Upon startup it can, if configured to do so, issue a message to Kafka. This can be very useful as any misconfiguration
will then be immediately detected. If this initial message can't be sent Metamorphosis will exit with an error.
When up and running Metamorphosis will listen for messages on the configured MQTT topic and write them to Kafka. Note
that what we get from MQTT is binary data so the messages written to Kafka will be base64 encoded.
If Kafka becomes unavailable we'll try to spool the messages to memory, so they can be recovered. It will retry every 10
seconds. Once we reconnect, it'll dump all the messages we have buffered.
Metamorphosis will listen on HEALTH_PORT
(cleartext http) and deliver metrics if a
client requests /metrics
. We'll also answer /healthz, so you can have k8s poll this url.
Metamorphosis will auto-create Kafka topics.
Note that there are limited guarantees given. If you run Metamorphosis in a k8s deployment you can potentially see
message duplication. If you, on the other hand, run Metamorphosis as a StatefulSet you might lose messages upon restart.
Each message that is written to Kafka will look like this:
type Message struct {
Topic string // The topic of the originating MQTT message.
Content []byte // base64 encoded as we don't know anything about what it contains.
}
So, then reading from Kafka we'll need to look at the topic and call the relevant handler for that type of message. We
don't really know what is inside the actual message we get from MQTT, so the content of the message is base64 encoded.
Development
You'll need an .env file to run this locally or use command line options. Personally I've been running with Red Panda
in a container and a local Mosquitto broker or an EMQX broker in a container.
Suggested .env
file:
LOG_LEVEL=trace
ROOT_CA=.tls/ca.pem
MQTT_CLIENT_CERT=.tls/client.pem
MQTT_CLIENT_KEY=.tls/client.key
MQTT_BROKER=localhost
MQTT_TOPIC="test/#"
KAFKA_BROKER=localhost
KAFKA_PORT=9092
KAFKA_TOPIC="mqtt"
I use standard-version to maintain the changelog and tags.
Design and source code organization
Packages
- bridge glues together mqtt and kafka. If we ever want to do transformations, it happens here.
- mqtt contains the mqtt stuff. It is a thin wrapper around the mqtt client.
- kafka for the kafka stuff. this is the only one containing any meaningful logic.
- log is a wrapper around standard library logger. It will divert trace, debug and info to stdout and warn, error and fatal to stderr.
- cmd contains the main package. It is responsible for parsing the command line or environment and setting up the bridge.

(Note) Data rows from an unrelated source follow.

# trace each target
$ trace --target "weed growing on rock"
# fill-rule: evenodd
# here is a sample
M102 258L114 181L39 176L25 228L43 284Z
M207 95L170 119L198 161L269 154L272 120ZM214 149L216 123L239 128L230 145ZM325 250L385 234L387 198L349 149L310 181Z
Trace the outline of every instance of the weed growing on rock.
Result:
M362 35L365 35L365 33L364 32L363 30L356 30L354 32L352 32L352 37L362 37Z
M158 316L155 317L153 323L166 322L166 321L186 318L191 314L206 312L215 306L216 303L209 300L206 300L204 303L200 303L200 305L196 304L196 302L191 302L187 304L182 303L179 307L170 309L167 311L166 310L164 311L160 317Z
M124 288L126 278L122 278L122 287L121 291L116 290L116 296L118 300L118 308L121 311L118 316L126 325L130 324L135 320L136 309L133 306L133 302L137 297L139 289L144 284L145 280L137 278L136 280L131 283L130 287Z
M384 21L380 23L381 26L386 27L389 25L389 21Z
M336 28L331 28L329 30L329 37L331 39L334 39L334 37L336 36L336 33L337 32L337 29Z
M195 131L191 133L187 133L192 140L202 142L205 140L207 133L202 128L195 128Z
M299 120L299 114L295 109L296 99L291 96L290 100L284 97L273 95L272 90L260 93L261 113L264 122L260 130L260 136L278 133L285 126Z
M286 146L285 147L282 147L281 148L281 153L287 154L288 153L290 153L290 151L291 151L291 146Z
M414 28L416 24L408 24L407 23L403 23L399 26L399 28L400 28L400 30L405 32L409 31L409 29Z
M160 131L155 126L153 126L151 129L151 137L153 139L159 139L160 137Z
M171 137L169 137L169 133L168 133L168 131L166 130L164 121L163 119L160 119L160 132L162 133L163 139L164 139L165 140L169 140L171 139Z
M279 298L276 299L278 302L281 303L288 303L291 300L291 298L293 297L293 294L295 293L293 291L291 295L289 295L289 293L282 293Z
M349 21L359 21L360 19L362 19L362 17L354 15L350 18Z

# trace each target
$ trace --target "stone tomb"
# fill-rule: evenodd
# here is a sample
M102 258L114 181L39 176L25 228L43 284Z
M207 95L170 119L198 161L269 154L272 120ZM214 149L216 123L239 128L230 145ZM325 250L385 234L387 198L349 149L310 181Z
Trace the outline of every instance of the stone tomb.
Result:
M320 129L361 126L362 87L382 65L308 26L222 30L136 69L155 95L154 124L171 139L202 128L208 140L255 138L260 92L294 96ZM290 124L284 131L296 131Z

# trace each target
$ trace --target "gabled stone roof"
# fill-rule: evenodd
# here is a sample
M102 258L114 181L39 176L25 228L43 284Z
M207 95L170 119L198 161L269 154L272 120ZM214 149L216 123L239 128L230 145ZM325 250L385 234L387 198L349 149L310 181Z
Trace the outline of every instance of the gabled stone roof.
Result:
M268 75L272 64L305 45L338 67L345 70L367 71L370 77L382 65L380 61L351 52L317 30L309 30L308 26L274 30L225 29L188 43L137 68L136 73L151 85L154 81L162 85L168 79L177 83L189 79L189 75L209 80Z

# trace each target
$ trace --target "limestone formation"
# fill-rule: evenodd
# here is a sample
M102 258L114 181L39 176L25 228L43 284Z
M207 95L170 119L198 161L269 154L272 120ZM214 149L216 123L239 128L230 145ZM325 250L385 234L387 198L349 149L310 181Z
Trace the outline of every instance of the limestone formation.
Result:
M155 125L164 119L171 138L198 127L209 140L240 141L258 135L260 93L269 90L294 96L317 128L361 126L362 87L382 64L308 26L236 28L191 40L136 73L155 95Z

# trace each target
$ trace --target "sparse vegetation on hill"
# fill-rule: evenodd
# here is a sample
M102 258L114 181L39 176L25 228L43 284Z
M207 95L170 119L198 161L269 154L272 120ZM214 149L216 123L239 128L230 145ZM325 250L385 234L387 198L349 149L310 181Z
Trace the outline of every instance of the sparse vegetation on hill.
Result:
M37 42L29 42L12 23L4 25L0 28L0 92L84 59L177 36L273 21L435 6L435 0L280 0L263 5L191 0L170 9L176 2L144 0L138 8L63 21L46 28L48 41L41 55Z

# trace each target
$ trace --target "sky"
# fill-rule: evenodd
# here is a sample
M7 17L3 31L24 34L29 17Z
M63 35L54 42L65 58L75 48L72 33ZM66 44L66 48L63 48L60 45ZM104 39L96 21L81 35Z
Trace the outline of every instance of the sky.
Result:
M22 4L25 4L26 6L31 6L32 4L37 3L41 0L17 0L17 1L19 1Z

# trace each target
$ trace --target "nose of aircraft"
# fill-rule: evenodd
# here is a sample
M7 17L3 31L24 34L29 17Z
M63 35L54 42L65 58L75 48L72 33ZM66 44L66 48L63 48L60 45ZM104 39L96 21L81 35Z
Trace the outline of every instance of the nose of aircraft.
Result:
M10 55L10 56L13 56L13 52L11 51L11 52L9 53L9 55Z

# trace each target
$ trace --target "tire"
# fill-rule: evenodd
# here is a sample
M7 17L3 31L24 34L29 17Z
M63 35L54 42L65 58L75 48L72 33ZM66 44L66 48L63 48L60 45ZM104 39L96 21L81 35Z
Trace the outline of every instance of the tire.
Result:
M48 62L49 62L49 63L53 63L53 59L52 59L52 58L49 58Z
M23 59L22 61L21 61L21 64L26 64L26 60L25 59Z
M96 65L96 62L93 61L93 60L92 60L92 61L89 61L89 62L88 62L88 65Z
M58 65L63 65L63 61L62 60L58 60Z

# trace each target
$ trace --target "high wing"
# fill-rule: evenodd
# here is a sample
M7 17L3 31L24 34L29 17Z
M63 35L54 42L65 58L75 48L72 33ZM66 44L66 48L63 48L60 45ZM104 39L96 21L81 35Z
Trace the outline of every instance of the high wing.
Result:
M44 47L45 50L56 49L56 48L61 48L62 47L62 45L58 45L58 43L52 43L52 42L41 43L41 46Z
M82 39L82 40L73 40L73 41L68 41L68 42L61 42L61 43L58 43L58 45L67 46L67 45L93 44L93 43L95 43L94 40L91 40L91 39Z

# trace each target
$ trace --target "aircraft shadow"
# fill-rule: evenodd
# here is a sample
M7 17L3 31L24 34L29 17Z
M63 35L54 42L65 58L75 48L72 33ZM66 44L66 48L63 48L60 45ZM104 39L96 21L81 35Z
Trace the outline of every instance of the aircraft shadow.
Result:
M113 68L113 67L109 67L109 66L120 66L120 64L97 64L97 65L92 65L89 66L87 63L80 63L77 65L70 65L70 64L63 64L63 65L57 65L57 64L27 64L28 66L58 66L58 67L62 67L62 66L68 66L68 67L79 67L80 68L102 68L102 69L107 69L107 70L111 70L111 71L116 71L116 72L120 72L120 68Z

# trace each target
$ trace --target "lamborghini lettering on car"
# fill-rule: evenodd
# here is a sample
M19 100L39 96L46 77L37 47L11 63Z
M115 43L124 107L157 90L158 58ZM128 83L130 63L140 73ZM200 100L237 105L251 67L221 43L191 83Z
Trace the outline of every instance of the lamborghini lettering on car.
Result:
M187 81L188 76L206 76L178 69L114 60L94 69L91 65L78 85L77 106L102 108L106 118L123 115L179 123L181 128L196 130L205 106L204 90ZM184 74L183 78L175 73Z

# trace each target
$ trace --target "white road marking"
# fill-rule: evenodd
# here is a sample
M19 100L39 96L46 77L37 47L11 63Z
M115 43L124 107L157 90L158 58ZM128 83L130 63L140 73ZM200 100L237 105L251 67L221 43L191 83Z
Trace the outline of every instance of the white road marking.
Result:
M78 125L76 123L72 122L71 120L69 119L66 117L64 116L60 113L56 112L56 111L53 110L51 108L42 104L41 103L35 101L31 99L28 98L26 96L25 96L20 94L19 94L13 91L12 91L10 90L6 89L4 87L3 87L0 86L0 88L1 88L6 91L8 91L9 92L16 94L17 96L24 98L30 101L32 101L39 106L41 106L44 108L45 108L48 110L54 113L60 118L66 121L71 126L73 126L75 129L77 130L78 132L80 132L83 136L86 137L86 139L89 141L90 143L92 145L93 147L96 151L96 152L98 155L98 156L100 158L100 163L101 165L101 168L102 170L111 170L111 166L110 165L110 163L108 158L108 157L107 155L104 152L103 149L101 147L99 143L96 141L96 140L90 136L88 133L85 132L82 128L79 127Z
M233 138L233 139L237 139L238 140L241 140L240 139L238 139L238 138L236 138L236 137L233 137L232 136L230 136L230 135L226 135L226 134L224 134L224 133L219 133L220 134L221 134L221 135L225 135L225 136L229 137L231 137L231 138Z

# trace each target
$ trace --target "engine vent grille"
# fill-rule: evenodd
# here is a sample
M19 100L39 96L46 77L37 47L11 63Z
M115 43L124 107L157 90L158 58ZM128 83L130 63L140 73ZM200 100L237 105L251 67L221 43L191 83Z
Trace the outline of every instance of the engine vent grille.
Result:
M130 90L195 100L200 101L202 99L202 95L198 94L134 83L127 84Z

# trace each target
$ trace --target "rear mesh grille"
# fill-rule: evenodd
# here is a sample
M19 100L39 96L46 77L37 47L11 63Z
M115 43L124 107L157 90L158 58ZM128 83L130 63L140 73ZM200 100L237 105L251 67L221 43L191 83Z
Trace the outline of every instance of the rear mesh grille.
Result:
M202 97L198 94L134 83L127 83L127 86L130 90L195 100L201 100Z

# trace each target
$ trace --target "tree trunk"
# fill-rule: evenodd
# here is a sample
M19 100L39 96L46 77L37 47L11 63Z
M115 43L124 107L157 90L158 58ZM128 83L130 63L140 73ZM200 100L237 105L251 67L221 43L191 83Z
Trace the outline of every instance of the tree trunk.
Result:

In addition, there is an observability package which deals with prometheus stuff and responds to k8s health checks.
Key dependencies
In addition, the following is used by the tests:
- toxy proxy to simulate network issues.
- Mosquitto (in the Docker image) to act as a MQTT broker
If you need more performance you can increase the batch size. Making round trips to Kafka seems expensive. If you need
more performance you might wanna think about partitioning. This is not supported at the moment.
Todo: Tls against Kafka
We don't need this ourselves, but PRs are welcome. Should be too hard. #goodfirsttask
Todo: Support for multiple subscriptions.
Perhaps this could be done as simply as setting MQTT_TOPIC to several strings separated by , og ; or similar. We don't
need this ourselves, but PRs are welcome. Should be too hard. #goodfirsttask
Things we're not really interested in adding.
- If you need to transform the messages, I would encourage you to look at Red Pandas WASM transformations.
I don't see the need of adding this to the bridge. Feel free to fork if you need this.
- Message validation. Red Panda supports this.